I agree inasmuch as the fact that laws are being broken on a regular basis indicates that there is indeed a problem somewhere -- but it doesn't mean that the problem is with the technology used to break the laws. Whether it's related to the behaviour of the people who break the laws, the economic models which encourage individuals to break said laws, the laws themselves, or other factors is well beyond the scope of this discussion.
Finally, coming back to topic: Having distributed failover for BitTorrent trackers is a Good Thing! If I'm providing a massive download (say, a patch to my game) to a number of users and someone runs a DDOS on my server, I'd really quite prefer that the download still stays up.

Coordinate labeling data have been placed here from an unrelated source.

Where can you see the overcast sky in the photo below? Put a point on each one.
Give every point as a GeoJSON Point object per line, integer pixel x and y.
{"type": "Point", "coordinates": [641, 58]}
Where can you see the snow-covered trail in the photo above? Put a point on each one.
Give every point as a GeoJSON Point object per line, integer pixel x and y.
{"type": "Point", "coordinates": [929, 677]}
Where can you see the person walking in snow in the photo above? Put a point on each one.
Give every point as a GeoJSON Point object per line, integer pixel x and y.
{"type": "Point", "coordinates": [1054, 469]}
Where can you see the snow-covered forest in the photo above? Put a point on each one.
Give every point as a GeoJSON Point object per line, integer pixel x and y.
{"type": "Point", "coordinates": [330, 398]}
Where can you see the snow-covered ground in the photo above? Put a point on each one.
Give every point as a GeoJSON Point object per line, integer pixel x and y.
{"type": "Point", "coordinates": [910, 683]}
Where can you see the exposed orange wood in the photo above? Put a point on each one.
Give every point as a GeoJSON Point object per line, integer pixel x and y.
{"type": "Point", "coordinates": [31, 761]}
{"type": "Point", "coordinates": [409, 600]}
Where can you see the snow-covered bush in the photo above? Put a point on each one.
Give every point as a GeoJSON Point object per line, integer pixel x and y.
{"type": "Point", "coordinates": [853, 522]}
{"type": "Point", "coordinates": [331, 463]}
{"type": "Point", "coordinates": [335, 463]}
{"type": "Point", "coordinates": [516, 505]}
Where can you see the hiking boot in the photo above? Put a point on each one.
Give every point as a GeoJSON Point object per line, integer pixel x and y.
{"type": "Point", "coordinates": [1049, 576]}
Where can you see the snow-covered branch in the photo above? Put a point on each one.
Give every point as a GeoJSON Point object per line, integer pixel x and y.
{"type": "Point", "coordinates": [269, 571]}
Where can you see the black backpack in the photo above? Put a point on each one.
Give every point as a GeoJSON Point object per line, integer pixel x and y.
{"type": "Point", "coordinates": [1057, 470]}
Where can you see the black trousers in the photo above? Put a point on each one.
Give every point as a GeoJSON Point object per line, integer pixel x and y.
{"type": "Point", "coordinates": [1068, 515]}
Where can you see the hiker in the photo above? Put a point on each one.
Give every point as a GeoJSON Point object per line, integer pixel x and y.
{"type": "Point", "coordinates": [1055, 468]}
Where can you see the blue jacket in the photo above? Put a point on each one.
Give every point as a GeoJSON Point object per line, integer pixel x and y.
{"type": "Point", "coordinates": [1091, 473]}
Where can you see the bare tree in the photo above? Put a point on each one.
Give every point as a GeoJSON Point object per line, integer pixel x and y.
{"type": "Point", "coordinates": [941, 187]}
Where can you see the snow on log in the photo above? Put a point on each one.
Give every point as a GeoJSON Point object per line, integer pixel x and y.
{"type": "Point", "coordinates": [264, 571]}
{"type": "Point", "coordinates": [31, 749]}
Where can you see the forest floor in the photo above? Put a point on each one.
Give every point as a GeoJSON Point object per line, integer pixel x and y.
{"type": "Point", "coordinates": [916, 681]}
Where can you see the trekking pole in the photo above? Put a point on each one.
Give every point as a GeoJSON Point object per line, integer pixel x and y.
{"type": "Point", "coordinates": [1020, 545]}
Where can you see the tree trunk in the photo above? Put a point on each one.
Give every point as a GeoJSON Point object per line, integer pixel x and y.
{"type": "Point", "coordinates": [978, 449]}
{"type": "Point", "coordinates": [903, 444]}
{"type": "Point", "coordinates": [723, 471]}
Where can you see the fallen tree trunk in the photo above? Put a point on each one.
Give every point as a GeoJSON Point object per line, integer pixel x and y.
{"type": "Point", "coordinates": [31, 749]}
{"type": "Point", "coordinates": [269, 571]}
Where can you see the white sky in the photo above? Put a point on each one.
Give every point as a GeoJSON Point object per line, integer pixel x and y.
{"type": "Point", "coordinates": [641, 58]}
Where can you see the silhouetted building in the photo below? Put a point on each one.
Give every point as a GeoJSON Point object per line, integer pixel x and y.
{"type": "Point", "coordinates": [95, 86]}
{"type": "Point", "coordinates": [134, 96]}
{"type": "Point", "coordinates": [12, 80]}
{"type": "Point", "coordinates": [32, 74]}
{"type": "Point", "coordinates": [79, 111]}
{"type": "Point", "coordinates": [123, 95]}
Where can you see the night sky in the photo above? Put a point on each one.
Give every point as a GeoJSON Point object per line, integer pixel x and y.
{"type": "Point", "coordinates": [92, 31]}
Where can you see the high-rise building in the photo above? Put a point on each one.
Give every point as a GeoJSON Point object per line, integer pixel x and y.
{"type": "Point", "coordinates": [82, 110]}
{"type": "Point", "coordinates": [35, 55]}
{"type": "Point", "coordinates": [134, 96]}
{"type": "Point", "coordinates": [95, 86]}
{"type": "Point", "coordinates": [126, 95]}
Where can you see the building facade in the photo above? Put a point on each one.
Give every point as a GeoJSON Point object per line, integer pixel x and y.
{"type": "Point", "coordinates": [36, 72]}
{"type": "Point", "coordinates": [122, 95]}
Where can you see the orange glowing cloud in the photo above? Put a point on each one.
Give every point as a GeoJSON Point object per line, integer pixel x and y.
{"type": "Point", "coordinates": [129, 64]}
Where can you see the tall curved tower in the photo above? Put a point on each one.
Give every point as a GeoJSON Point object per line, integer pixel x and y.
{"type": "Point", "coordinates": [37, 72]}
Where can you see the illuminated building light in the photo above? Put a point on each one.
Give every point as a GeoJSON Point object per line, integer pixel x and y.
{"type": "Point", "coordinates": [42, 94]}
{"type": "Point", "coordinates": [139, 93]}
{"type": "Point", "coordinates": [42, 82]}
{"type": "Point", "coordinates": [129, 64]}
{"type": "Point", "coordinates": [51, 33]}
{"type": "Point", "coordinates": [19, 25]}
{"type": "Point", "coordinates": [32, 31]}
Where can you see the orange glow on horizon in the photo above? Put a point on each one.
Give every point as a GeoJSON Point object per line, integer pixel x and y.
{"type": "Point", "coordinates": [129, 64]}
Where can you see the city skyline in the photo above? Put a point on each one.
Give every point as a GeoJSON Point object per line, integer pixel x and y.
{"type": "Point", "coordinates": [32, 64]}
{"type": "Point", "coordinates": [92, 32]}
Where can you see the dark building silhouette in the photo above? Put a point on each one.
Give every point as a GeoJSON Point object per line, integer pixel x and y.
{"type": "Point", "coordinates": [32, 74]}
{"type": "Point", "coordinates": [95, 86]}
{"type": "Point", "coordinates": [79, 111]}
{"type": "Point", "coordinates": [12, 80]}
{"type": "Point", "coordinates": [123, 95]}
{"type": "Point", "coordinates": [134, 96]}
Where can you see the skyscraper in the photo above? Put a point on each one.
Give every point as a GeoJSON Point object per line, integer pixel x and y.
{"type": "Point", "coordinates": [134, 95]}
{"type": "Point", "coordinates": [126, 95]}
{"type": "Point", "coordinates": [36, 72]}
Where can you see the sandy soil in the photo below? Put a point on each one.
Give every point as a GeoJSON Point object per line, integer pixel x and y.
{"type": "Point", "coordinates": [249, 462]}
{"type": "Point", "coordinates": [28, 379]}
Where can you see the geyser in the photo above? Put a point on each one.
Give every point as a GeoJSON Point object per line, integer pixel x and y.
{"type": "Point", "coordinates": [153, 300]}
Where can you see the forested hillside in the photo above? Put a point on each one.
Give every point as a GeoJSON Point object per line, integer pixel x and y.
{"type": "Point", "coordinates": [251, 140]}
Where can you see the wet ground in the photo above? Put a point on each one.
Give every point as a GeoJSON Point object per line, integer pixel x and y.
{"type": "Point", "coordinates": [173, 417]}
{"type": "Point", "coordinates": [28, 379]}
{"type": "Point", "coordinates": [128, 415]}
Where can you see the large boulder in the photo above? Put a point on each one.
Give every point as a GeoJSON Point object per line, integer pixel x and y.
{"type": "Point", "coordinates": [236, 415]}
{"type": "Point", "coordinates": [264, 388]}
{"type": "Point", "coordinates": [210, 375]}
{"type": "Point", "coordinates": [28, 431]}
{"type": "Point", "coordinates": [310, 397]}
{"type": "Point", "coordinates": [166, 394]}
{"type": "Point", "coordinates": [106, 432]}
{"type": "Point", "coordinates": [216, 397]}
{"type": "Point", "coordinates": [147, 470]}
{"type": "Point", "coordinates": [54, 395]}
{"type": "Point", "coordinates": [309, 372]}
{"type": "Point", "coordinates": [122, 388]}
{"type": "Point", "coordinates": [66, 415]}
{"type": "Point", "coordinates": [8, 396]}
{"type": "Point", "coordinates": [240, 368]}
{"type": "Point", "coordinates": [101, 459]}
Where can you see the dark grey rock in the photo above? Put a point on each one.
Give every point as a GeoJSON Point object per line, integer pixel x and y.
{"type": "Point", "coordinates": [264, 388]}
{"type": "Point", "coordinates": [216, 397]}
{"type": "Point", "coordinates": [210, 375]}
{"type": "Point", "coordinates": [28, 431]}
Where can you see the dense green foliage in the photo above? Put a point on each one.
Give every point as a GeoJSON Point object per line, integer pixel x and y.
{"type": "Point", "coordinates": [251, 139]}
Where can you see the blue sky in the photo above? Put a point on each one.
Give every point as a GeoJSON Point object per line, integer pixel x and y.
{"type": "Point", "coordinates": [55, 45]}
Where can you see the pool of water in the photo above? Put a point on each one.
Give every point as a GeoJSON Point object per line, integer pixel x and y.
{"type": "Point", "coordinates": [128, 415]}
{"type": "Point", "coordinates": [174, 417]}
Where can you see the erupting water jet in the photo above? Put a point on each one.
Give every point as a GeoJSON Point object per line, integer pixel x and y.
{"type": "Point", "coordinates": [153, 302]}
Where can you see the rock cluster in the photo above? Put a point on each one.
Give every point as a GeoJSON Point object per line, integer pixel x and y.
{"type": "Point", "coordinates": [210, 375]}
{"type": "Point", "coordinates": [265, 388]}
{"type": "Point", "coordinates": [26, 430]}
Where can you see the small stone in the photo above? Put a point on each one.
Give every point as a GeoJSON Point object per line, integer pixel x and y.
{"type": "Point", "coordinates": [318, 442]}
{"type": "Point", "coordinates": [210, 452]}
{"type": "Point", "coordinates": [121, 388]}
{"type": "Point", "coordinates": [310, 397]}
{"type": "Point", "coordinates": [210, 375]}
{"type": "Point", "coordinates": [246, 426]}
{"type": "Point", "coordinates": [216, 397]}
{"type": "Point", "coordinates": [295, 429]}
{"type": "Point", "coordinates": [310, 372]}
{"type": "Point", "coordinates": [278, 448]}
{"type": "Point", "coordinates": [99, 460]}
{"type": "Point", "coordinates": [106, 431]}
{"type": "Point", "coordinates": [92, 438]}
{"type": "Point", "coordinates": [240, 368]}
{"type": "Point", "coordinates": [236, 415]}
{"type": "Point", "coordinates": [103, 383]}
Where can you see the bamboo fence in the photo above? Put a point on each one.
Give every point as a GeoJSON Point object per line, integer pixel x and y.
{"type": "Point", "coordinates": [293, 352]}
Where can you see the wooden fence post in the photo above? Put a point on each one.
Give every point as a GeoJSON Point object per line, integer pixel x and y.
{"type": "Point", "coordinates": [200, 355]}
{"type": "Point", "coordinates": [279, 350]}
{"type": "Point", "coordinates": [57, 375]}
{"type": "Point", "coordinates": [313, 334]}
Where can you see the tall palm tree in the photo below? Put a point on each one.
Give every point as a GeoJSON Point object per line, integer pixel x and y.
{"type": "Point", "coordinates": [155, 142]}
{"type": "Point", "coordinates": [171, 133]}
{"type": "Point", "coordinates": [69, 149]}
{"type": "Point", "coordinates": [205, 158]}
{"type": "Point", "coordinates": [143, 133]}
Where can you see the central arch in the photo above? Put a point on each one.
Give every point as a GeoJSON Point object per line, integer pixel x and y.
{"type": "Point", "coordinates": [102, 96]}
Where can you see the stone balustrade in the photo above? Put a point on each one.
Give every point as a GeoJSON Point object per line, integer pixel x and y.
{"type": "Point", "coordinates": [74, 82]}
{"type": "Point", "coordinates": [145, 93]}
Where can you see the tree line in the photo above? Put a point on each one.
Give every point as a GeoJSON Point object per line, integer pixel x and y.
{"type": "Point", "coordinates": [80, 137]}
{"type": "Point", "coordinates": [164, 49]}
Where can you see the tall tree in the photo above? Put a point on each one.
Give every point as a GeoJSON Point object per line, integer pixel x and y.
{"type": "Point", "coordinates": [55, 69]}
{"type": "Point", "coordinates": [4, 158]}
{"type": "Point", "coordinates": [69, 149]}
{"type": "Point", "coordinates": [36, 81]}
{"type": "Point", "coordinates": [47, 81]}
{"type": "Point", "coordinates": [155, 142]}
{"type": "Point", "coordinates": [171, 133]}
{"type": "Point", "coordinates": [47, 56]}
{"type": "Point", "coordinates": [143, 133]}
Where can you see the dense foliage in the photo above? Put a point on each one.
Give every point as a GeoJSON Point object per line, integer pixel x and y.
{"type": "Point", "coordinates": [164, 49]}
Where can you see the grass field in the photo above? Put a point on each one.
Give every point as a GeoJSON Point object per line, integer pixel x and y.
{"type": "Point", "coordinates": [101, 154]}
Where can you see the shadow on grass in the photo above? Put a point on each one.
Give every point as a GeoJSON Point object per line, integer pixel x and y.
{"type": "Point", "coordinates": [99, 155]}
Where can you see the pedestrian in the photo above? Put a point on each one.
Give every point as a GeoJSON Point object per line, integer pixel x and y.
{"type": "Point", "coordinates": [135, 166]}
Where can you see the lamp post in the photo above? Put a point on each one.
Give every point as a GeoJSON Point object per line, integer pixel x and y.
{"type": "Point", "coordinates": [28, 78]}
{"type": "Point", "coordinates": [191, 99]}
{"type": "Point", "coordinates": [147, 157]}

we didnt steel it, we just broke copywrite laws :)
sharing is caring
You'd suffer from the Gnutella network's biggest problem as well, fake files. Using this method it would be very easy to start spoofing files. That's the beauty of a centralised web repository of .torrent files, they are guaranteed to point to known good copies of files.
Do we really need another network-heavy (client and server) C/C++ app with multiple buffer overflows waiting to be exploited?
I, for one, am glad this thing is written in Python.
Once there are enough nodes, it doesn't really matter anymore where the original URL or DNS listing was, as long as you can find one of them. A neat concept:
"I can't list the trackers? OK, so I will only make suggestions for where to look :-P"
However, it is only as intelligent as the choices of the people that use it. Using a new node increases the chance of getting corrupted files, but always using the same old bootstrap increases the likelihood of getting orphaned due to not discovering any good alternates. So people will have to keep track of where they're getting their data from, and maintain some sort of reputation system.
Since there is some work involved not only to set things up but then to keep the system working properly, it doesn't seem too well suited to the casual user.
I'm not sure I trust the entire thing; for all I know it may be a devious way to map where all of the "1337" IP addresses are.
Plus, it isn't the distribution of the .torrent's that is the problem Kenosis is trying to solve, but the role of the trackers.
catch (HumourFailureException e) { e.user.send("You, sir, are a humourless idiot."); }
This is an important step, but it still does not hide the user's IPs from the *AA.
As long as it still doesn't hide the *AA's IP from the users, I'm ok.